The performances are rich and beautiful, each a long but often riveting monologue. Stephen Holden, in the New York Times, called these theatrical set pieces “operatic.” He was referring to a larger-than-life grandiloquence in the writing (by Vladimir Moiseenko and Alexander Novotsky-Vlasov, with the director), but it is also true that they work somewhat like 19th century rececitive that stops the opera’s story dead in its tracks to glorify the music. The film is 159 minutes long – almost twice as long as the original – and it’s in these speeches that one feels it.

Lumet chose Henry Fonda (Young Mr. Lincoln!) to play the role of the one juror who awakens reasonable doubt in the consciences of the others. His authority is based on principle; I don’t believe we ever know what his occupation is. Mikhalkov gives this role to a soft-spoken technocrat (Sergey Makovetsky) who believes in redemption because he was saved by the love of a good woman when he lost both a valuable patent and all belief in himself. (She is the only woman even mentioned in the film except for the mama of a mama’s boy tv producer and the “chocolate-nippled” girlfriend of a charmingly corrupt gravedigger.) Redemption is a core belief in Russian Orthodoxy, a tradition clearly respected by Mikhalkov. It is one of the great themes of Tolstoy and Dostoyevsky. It’s interesting that here, this noble Everyman is someone who has invented a cellphone component and made a zillion rubles. Would he be less influential if he had not?

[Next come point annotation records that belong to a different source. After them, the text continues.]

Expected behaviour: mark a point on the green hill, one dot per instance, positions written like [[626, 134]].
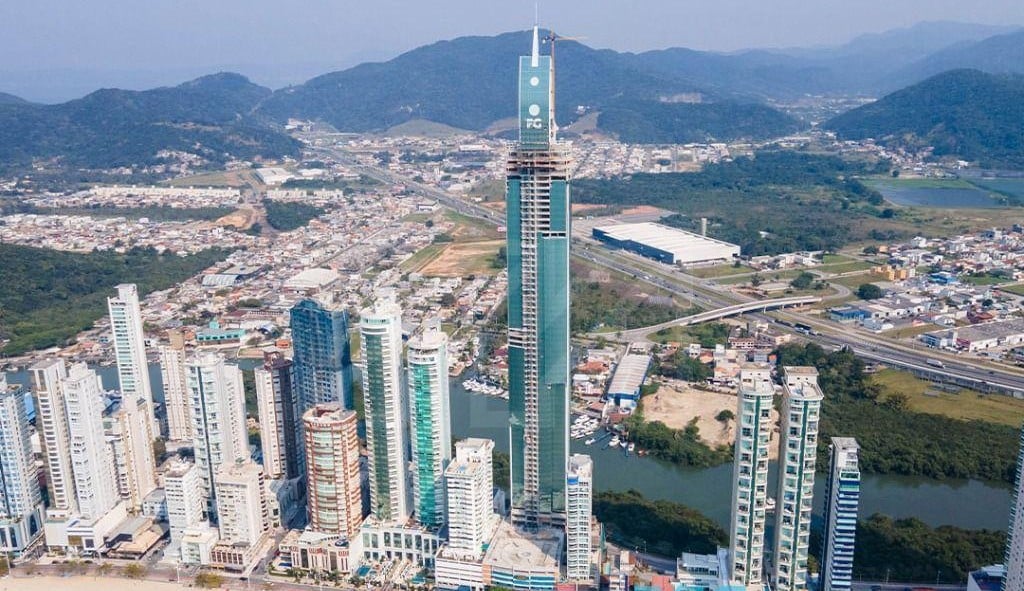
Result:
[[660, 122], [469, 83], [47, 296], [965, 114], [209, 117]]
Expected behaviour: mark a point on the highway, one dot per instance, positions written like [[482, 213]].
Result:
[[707, 295]]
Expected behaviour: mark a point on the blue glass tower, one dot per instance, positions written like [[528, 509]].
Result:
[[323, 361], [842, 499], [538, 217]]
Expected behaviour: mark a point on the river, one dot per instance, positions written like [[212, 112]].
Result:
[[971, 504]]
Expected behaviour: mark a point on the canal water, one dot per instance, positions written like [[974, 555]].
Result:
[[971, 504]]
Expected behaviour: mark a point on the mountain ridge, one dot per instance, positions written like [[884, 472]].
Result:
[[964, 114]]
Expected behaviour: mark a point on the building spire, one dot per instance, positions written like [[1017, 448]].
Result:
[[535, 57]]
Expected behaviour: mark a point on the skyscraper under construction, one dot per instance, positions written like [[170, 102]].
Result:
[[538, 212]]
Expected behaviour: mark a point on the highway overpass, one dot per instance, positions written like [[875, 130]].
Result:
[[762, 305]]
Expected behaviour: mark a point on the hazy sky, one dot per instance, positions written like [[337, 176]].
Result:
[[126, 42]]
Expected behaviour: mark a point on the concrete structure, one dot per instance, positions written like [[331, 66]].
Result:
[[669, 245], [629, 376], [172, 371], [280, 418], [321, 553], [579, 504], [311, 281], [469, 482], [51, 423], [216, 397], [798, 456], [985, 336], [538, 221], [323, 357], [387, 442], [185, 501], [1015, 532], [92, 465], [123, 430], [520, 559], [335, 493], [136, 393], [242, 512], [198, 544], [750, 491], [398, 541], [429, 422], [842, 500], [704, 571], [986, 579], [20, 499]]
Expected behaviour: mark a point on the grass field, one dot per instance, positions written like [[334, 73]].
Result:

There is an old Jewish intellectual (Valentin Gaft) and the bigoted Moscow cabbie (Sergey Garmash) who is disgusted with him – and everyone else. The most sympathetic character is a surgeon who, like the defendant, is also from the Caucasus (Sergey Gazarov). He finally gets tired of the cabbie’s reactionary rant and scares the shit out of him by doing an astonishing folkdance with a dagger. We have earlier seen a similar dance by the Chechen when he was a little boy playing with his uncle’s knife.

These dances are the freshest and most powerful moments in the film. Terrifying and gorgeous, each is a tour de force of danger and control. Both the boy and the surgeon balance like circus performers on the very edge of disaster. I thought about these dances long after and wondered why Mikhalkov made me love them. Perhaps they are a challenge to his native audience, an invitation to take a risk without which nothing can really change.

Mikhalkov himself plays the jury foreman, an ex-officer of the “state-apparatus.” In an admittedly appealing display of autocracy, he makes a final point which may render the jury’s decision moot. His performance is powerful — a convincing combination of realpolitik, paternalism and guilt. Yet the others vote him down. Democracy only guarantees the individual freedom of choice; it cannot guarantee the choice is right.

Mikhalkov is the great-grandson of a Galitzine princess, and the son of the man who wrote the lyrics to the Soviet national anthem – in other words, he is of an elite that has prospered under all forms of Russian government. In the production notes, his final comment on the situation in his homeland is dour: “The Russian people are incapable of following the law because it bores them.” Yet the movie he has made is itself a plea for some reasonable doubt.

As the film opens, a man named Mikhail B. Khodorovsky comes to trial for the second time in Moscow. He was one of the richest men in Russia, brought down, it is widely believed, because his power threatened Putin. Human rights advocates all over the world are now watching to see if President Medvedev’s commitment to reforming and enforcing Russian law is real. It will be interesting to see which Mikhalkov prevails: the eternal Slavic fatalist or the man who fell for Henry Fonda and Sidney Lumet.